By Craig Patterson
Montreal-based women’s fashion brand Éditions de Robes is testing the waters in new markets prior to opening any new stores. Last week it hosted a pop-up space at Toronto’s Yorkville Village Centre to gage the market and neighbourhood, and is eyeing opening a permanent store in the city and possibly other markets as women embrace Éditions de Robes’ unique designs.
The brand is known for its dresses that target career women who want to also look fashionable and feminine. Dresses come in a range of styles and this season, Éditions de Robes has added more colour to its collection, including a range of day and evening dresses. Notable fans include Sophie Grégoire Trudeau.
Éditions de Robes features designs for a range of body shapes and its pieces are meant to be timeless — all are manufactured in Montreal using high-quality fabrics and precision cuts. Fabrics and quality are said to be in line with brands such as Valentino but at considerably more reasonable price points that generally range in the $300-600 range, with some coats priced at up to $995. The company also sells a small range of accessories that includes elegant jewellery and ‘sashes’ that may adorn dresses.
The brand was founded by designer Julie Pesant in collaboration with partner Michel Lepage, and the first Éditions de Robes boutique opened in Montreal’s ‘Mile End’ area in 2012. The store primarily stocks Éditions de Robes’ own designs, and Mr. Lepage notes that about 15% of its stock is from complimentary designers. In the spring of 2017, they opened Éditions de Robes’s second Montreal location, which is located at 2122 Crescent Street in the city’s ‘Golden Square Mile’, and that location only stocks Éditions de Robes fashions.

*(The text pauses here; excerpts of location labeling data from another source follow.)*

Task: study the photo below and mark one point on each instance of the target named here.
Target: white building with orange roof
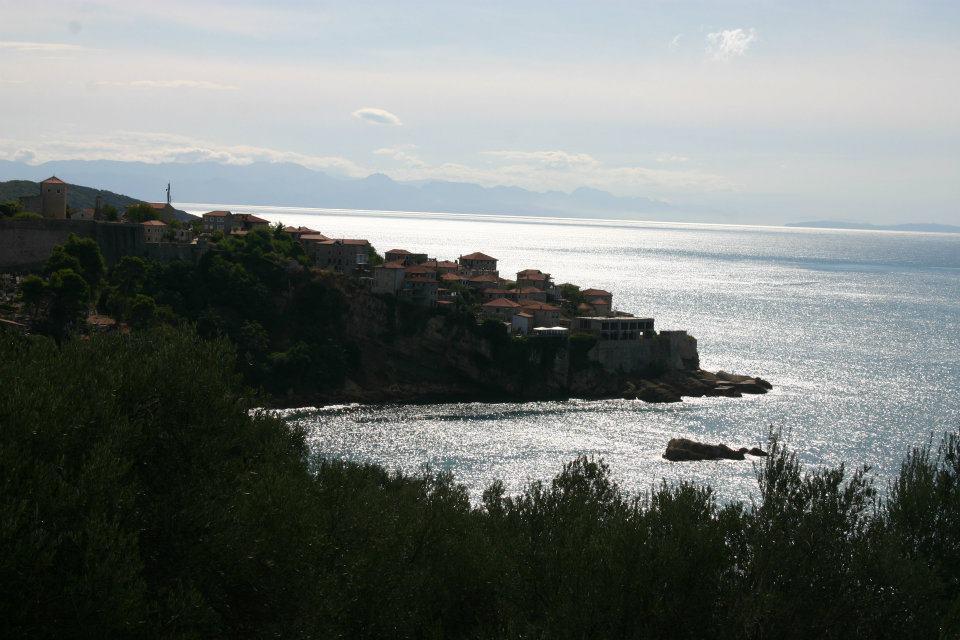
(544, 315)
(499, 309)
(388, 277)
(406, 257)
(341, 255)
(478, 263)
(153, 230)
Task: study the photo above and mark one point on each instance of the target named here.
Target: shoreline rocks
(685, 450)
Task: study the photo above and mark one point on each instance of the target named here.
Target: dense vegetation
(140, 498)
(287, 322)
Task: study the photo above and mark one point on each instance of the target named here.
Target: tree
(69, 303)
(87, 252)
(129, 275)
(33, 291)
(140, 212)
(109, 213)
(10, 208)
(142, 310)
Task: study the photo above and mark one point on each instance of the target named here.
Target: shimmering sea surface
(859, 332)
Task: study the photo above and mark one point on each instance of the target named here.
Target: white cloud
(153, 147)
(24, 155)
(547, 159)
(729, 44)
(40, 47)
(377, 116)
(401, 153)
(169, 84)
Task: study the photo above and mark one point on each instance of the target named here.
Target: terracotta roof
(500, 303)
(345, 241)
(477, 256)
(101, 320)
(419, 268)
(540, 306)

The Yorkville Village pop-up was a way to gage the local population before opening a permanent store in Toronto, according to Ms. Pesant, who says that the company is still getting to know the city. Face-to-face customer service is key to the brand and even though Éditions de Robes has an e-commerce site, it’s the physical experience that still dominates. Trying on a garment and interacting with retail staff is paramount to the brand, and she noted that face-to-face customer feedback is critical, not to mention there are far fewer returns when something is tried on in a store.
Toronto makes sense for at least one store — it’s the business centre of Canada, and Éditions de Robes caters to a working woman. Deciding where to locate in Toronto will be key — the Financial District has a roster of retailers in its various office building retail podiums, and CF Toronto Eaton Centre is now one of the busiest malls in the entire world in terms of footfall. The Yorkville area, which includes luxury boutiques catering to wealthy locals and tourists, could end up being the choice, though Ms. Pesant and Mr. Lepage are still learning the city.
Other Canadian cities could eventually see boutiques as well, though Ms. Pesant noted that the brand will remain niche and not open too many stores. Keeping things manageable and localized is part of the satisfaction — sometimes a brand can get ‘too big’ and lose its identity, she noted.